AC/DC were a huge part of my early teenage years. For Those About To Rock was one of the first pieces of vinyl that I bought as a 12 year old boy, and it ignited a fire in me...calling me to the darker and heavier side of music. So when it was announced that Malcolm Young was suffering from dementia, among other health issues, and was retiring from AC/DC, it was tough news to hear.

With Malcolm's blessing, the band soldiered on to record and release AC/DC's 15th album, Rock Or Bust.

I haven't bought a new AC/DC album on vinyl since purchasing For Those About To Rock almost 33 years ago. While I have the entire catalog on CD, my vinyl collection is weak. With the cool 3-D cover, I knew that vinyl was the only way to go with this new album.
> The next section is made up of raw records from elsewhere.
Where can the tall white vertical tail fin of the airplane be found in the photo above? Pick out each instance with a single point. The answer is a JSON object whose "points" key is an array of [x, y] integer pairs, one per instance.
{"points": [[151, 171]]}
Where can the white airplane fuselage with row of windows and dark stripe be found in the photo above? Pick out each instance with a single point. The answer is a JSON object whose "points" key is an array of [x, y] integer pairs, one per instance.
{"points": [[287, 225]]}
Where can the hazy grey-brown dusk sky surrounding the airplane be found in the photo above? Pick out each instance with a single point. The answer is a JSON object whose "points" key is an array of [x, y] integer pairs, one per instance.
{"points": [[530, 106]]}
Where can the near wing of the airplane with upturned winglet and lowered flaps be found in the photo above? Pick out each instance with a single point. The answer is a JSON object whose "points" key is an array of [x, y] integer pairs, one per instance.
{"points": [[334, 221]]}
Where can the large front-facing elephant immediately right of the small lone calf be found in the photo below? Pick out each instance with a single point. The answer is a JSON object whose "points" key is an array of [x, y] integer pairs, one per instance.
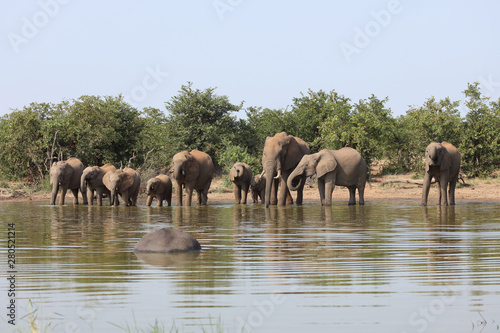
{"points": [[193, 170]]}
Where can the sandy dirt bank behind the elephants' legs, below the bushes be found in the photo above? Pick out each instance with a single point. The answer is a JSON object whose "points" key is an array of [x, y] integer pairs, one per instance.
{"points": [[474, 191]]}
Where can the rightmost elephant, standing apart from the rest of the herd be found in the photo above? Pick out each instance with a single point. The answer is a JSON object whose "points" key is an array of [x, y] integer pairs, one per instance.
{"points": [[442, 161]]}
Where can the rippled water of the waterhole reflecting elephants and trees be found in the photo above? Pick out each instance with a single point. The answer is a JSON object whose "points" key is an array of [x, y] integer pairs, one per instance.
{"points": [[384, 267]]}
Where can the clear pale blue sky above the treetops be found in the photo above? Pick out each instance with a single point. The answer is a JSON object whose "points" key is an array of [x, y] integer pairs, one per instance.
{"points": [[264, 53]]}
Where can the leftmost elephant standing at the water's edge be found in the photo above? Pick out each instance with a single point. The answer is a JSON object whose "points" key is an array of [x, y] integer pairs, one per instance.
{"points": [[66, 175]]}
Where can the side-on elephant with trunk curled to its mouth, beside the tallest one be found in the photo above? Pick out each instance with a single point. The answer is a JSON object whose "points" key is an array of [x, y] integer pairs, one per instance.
{"points": [[343, 167]]}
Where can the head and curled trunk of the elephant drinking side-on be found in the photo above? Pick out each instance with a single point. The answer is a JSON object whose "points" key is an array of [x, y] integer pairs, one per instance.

With Malcolm out of the picture, I didn't have high expectations for the new album. While I enjoy all of AC/DC's records, they haven't really done anything that has stuck with me since 1983's Flick Of The Switch.

Sure, Rock Or Bust isn't going to crack any Top 10 lists for favorite AC/DC albums, but I'll be damned if I don't find it surprisingly good...really good. There is some guitar work on here that surprised me...and when it comes to AC/DC you don't get many surprises, so it was quite refreshing...and at 35 minutes, the band gives you an album that doesn't lose your attention.

Great packaging...solid album, for what could very well be the band's last.